Longest Government Shutdown to Date Has Ended

Shayna Prace
Staff Writer

After facing growing criticism over the partial government shutdown and various rejected deals, President Trump has signed a bill that will reopen the United States government for three weeks.

Recently, Trump moved forward by offering a deal to the Democrats. The deal offered temporary protection for about 700,000 young undocumented immigrants in exchange for $5.7 billion to help fund the border wall. The proposal made during a 13-minute address given by the President was rejected almost immediately, and even rejected by Speaker Nancy Pelosi before he spoke. Democratic leader, Senator Chuck Schumer, described the offer as “not a compromise but more hostage-taking.”

The proposal was made in an attempt to end the partial shutdown, which became the longest in United States history. Even now that the government has been reopened, negotiations over the border wall between the United States and Mexico will continue.

At one point during negotiations, Trump proposed an offer to postpone his attempts to end the Deferred Action for Childhood Arrivals (DACA) program, as well as Temporary Protected Status (TPS) for immigrants from some Latin American and African countries, in exchange for hundreds of miles of border wall to be built, and for law enforcement agents to be deployed along it.

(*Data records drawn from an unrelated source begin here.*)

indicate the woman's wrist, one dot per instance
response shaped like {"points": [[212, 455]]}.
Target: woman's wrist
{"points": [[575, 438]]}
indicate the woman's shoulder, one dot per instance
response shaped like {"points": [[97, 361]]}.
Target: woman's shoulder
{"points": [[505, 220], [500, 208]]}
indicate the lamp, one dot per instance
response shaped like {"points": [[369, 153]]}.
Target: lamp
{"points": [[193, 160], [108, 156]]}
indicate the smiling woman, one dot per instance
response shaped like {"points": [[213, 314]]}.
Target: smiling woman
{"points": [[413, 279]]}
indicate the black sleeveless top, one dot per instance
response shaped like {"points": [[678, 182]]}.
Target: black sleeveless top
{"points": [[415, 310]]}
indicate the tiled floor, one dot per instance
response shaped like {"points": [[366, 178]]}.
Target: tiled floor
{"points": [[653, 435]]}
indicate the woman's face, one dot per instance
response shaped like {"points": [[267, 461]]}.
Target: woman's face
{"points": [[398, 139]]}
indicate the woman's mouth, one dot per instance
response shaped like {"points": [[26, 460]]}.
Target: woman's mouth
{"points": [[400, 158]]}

The temporary protection offered in Trump’s proposal will last for three years for some immigrants brought into the country as children, many of whom are now adults. The proposal had many components, including requests for 2,750 additional border agents, $805 million towards drug-detection technology for port entry security and the $5.7 billion to start the building of the wall. The plan for the wall includes 230 miles built this year which, according to the President, would help the crime rate and drug problem “be quickly and greatly reduced.”

The fulfillment of these requests among others, would be in exchange for an extension of the legal status of the Obama-era initiative DACA, and a three-year extension of Temporary Protected Status for about 300,000 people currently facing expiration.

“That is our plan,” said Trump. “Border security, DACA, T.P.S. Many other things. Straightforward, fair, reasonable and common sense with lots of compromise.” The proposal, Trump added, was intended to “break the logjam and provide Congress with a path forward.” The speech was the second time during the shutdown where the immigration crisis has been addressed.

The government will now proceed at full operations until Feb. 15. No money in the newest deal has been dedicated to building the border wall, but the government is now working towards paying the federal workers who were asked to work without pay or furloughed during the shutdown.

“We really have no choice but to build a powerful wall or steel barrier,” said Trump in a recent speech addressing the deal. “If we don’t get a fair deal from Congress, the government will either shut down on Feb. 15, or I will use the powers afforded to me under the laws and Constitution of the United States to address this emergency.”